24 janvier 2017
Des mesures d’atténuation pour les employés
Par: Louise Grégoire-Racicot
L’imposant bureau qu’occupaient les 350 employés de GE, chemin Saint-Roch, est maintenant vide. Il appartient à l’homme d’affaires sorelois Denis Villiard. | Photo: TC Média - Archives

L’imposant bureau qu’occupaient les 350 employés de GE, chemin Saint-Roch, est maintenant vide. Il appartient à l’homme d’affaires sorelois Denis Villiard. | Photo: TC Média - Archives

Le 23 janvier, General Electric (GE) déménageait son centre administratif du chemin Saint-Roch vers Brossard. Une centaine des 350 employés affectés par cette décision pourront cependant faire du télétravail à partir de leur domicile et ce, quelques jours par semaine.

L’entreprise a ainsi tenté d’atténuer l’impact de sa décision annoncée en avril 2016 sur une bonne partie de ses employés résidant notamment dans la région.

Les jours où ils doivent aller au bureau, GE a aussi mis à leur disposition un logiciel installé sur leur téléphone mobile avec lequel ils pourront repérer des collègues avec qui covoiturer.

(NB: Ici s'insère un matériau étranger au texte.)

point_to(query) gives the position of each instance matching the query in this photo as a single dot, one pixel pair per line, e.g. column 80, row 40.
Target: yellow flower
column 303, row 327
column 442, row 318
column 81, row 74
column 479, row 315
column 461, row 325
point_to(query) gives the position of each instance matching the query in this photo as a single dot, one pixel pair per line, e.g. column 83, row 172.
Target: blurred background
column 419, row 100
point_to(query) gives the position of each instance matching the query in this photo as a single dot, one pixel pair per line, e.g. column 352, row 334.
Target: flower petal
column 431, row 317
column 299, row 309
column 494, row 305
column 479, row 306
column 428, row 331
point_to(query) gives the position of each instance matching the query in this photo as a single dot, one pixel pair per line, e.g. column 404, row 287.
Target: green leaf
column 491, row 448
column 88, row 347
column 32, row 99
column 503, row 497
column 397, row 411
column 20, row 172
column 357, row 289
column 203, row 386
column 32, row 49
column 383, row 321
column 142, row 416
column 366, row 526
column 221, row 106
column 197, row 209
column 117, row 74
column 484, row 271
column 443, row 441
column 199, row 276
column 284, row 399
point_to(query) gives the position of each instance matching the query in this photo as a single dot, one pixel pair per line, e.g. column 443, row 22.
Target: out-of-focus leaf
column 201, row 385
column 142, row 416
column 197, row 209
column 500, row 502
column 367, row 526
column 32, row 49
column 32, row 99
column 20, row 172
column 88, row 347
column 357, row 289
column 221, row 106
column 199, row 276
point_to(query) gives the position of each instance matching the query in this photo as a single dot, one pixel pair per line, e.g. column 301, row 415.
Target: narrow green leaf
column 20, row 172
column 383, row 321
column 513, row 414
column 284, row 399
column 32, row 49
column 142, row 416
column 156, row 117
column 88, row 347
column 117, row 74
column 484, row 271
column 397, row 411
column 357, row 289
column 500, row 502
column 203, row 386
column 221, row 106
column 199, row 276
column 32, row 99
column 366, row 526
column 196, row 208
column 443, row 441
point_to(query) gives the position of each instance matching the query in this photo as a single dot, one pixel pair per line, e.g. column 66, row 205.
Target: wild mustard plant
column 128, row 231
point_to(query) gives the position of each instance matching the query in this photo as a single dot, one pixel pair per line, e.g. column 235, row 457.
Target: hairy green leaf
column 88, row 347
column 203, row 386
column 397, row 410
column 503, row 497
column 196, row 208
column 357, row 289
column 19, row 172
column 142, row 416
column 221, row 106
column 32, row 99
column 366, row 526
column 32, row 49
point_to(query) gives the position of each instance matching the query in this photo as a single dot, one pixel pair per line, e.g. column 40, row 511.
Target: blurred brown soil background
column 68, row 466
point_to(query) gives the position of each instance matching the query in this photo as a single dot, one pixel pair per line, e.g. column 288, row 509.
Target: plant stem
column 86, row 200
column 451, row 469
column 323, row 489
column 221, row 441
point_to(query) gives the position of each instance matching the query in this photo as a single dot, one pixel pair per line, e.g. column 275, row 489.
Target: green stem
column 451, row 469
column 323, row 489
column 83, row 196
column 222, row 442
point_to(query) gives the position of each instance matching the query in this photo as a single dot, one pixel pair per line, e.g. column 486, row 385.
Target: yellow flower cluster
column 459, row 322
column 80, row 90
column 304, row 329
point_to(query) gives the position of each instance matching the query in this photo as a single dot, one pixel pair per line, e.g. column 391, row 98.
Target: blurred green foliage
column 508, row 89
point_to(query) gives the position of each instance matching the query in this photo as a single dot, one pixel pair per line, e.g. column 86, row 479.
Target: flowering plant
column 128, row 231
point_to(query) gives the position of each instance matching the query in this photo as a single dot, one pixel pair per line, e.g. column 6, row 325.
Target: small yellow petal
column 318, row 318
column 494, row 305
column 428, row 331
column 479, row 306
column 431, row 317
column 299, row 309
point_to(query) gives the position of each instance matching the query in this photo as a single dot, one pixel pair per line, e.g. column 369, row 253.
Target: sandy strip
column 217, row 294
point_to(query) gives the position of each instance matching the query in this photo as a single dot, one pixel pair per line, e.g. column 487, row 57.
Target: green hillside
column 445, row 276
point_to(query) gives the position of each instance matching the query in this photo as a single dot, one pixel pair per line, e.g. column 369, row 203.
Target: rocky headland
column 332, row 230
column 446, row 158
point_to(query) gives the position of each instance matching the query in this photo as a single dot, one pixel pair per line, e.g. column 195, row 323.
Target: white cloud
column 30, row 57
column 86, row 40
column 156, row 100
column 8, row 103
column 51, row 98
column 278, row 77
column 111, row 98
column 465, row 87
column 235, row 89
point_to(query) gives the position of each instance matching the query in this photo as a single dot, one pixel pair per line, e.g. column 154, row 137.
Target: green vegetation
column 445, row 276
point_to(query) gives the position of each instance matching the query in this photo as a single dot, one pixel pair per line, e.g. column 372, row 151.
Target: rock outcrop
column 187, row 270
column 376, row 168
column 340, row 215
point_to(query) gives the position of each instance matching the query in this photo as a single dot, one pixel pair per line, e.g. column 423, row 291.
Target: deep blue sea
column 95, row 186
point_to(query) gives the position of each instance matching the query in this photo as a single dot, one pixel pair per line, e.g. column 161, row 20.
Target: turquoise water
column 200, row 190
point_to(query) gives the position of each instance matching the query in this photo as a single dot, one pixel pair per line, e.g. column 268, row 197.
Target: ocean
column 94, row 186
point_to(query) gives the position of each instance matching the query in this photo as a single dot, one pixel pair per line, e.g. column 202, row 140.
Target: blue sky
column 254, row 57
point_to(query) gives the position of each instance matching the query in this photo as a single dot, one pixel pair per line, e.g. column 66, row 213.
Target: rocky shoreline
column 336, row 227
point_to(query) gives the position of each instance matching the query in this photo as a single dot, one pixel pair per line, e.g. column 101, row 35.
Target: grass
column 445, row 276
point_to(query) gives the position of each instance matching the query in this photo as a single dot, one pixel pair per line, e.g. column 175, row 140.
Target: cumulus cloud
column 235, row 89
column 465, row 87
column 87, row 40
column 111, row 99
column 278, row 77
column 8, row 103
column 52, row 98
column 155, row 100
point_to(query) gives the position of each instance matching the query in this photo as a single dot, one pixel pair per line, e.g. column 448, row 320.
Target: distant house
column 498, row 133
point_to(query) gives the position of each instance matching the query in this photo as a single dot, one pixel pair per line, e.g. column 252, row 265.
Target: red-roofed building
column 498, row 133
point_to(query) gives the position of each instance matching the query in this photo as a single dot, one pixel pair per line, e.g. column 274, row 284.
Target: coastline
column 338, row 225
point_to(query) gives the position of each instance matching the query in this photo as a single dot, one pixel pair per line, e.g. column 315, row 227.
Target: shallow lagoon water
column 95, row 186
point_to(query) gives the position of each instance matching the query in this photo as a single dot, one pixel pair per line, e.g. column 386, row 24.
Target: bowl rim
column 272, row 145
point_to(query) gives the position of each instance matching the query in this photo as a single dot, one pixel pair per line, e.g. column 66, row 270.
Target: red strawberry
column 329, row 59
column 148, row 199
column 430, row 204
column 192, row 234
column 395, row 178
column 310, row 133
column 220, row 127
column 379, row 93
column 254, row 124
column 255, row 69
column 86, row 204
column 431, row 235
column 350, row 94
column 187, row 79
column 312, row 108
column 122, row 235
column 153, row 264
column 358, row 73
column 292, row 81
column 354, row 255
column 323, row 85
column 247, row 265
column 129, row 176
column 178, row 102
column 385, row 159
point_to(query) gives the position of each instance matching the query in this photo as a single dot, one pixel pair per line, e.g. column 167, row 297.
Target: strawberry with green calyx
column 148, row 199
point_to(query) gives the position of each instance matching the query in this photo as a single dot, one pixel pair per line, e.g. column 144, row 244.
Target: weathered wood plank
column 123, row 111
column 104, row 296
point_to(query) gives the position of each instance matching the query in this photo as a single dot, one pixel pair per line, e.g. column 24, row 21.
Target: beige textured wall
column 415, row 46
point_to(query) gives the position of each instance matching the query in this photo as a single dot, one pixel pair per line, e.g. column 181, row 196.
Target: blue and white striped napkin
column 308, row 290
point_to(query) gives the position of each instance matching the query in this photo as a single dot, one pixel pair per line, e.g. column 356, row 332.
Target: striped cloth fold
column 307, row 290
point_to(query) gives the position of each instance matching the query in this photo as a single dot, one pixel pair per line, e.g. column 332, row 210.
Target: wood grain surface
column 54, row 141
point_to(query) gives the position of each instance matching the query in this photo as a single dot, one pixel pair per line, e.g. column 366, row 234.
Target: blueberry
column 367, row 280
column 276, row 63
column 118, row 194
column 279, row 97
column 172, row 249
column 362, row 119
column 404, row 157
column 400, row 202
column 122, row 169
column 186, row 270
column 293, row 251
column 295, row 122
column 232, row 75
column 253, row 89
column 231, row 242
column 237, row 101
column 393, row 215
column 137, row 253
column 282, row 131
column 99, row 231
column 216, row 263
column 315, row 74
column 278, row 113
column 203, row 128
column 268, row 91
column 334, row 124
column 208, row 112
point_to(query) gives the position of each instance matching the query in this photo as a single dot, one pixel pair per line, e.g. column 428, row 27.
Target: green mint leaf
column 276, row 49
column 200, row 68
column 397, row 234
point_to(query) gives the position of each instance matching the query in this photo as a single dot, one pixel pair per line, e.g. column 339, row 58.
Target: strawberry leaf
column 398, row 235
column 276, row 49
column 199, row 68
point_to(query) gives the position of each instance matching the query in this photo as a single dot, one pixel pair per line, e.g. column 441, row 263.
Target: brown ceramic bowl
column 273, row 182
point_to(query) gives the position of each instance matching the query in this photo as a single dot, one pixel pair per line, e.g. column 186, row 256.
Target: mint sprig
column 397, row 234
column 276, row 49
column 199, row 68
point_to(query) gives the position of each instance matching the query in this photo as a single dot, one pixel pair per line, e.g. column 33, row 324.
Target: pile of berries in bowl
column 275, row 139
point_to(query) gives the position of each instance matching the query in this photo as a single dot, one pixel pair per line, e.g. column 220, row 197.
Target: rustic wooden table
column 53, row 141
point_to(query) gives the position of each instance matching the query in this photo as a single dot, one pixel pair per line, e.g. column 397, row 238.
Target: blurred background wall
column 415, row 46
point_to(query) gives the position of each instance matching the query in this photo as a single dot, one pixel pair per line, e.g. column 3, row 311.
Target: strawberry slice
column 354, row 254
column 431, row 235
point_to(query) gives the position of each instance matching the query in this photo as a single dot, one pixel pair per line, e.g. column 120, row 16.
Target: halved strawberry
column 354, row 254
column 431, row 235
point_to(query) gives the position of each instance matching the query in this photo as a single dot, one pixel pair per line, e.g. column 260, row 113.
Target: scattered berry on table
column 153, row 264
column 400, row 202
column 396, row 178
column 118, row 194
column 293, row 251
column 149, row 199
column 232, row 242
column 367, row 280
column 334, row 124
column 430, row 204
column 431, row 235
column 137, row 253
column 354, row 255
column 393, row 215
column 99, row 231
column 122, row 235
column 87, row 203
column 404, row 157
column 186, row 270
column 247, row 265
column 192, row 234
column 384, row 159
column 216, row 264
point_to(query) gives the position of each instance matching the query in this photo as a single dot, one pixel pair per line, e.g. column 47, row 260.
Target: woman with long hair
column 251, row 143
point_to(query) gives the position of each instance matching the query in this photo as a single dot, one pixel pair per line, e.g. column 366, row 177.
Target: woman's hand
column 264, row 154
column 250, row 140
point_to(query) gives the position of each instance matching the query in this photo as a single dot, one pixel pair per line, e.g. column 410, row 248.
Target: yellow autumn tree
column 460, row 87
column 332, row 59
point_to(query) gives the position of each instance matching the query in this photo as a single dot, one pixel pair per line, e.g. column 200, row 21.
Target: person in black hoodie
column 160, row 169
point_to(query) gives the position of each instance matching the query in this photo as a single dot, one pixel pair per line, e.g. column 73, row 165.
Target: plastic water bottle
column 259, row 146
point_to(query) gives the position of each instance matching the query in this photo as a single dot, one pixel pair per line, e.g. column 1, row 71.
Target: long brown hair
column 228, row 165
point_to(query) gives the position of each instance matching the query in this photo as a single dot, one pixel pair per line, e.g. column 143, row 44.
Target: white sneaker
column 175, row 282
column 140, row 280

Voilà ce qu’a confirmé leur directeur exécutif Hydro en Amérique du Nord, Patrick Baudin, le 20 janvier dernier, après avoir rencontré le comité de travail régional de Sorel-Tracy qui suit de près ce dossier pour préserver et développer les ateliers mécaniques de GE à Sorel-Tracy.

Des négos en février

Pour le moment, le syndicat des employés de bureau (80 membres) touchés par ces mesures expérimente ces mesures d’atténuation, a révélé son président, Clément Lavallée.

Tout le monde aura à voyager quelques jours par semaine. « Nous verrons à l’usage comment les choses se passent. Notre contrat de travail vient à échéance le premier mai prochain. Nous comptons entreprendre les négociations au premier février. Et nous négocierons certainement des compensations pour les frais de déplacement qu’un tel déménagement nous impose. »

Ce déménagement impose aussi au syndicat de nouvelles façons de faire, dit M. Lavallée. « Nos membres ne se croiseront plus aussi souvent. Nous prévoyons pour notre part les réunir une fois par mois à l’occasion d’un 5 à 7. »

Pour ce qui est du télétravail, poursuit-il, l’employeur a fourni des ordinateurs portables à tous, mais ne payera pas pour le deuxième écran dont plusieurs disposaient auparavant.

La situation actuelle est finalement un moindre mal, poursuit-il. GE est à l’affût des nouvelles tendances du monde du marché du travail. « Ce faisant, on vit maintenant vraiment la coupure avec Alstom. »

Les employés n’ont pas eu le choix, poursuit-il, mais ils profiteront, comme l’employeur, du marché compétitif dans lequel ils évolueront désormais.

Se repositionner

« Nous vivons actuellement une des phases du programme de repositionnement des activités Hydro de GE en Amérique du Nord, qui vise à développer notre offre de digitalisation industrielle », rappelle Patrick Baudin, de GE.

Il prend aussi soin de souligner que les ateliers mécaniques et électriques qu’opère l’entreprise à Sorel-Tracy sont là pour rester afin de bénéficier et participer au bassin de compétences industrielles de la région. Cent cinquante personnes y travaillent.

« Nous restons industriellement présents aux côtés des entreprises et des habitants de Sorel Tracy. Nous les remercions pour la collaboration efficace et quotidienne que nous développons ensemble depuis de nombreuses années », assure M. Baudin.

Même s’il n’a pas été très loquace à ce sujet, il a reconnu que l’entreprise a signé, à la fin de l’année 2016, un important contrat de réfection d’équipement pour Hydro-Québec.

Rappelons que GE a fait l’acquisition d’Alstom en novembre 2015.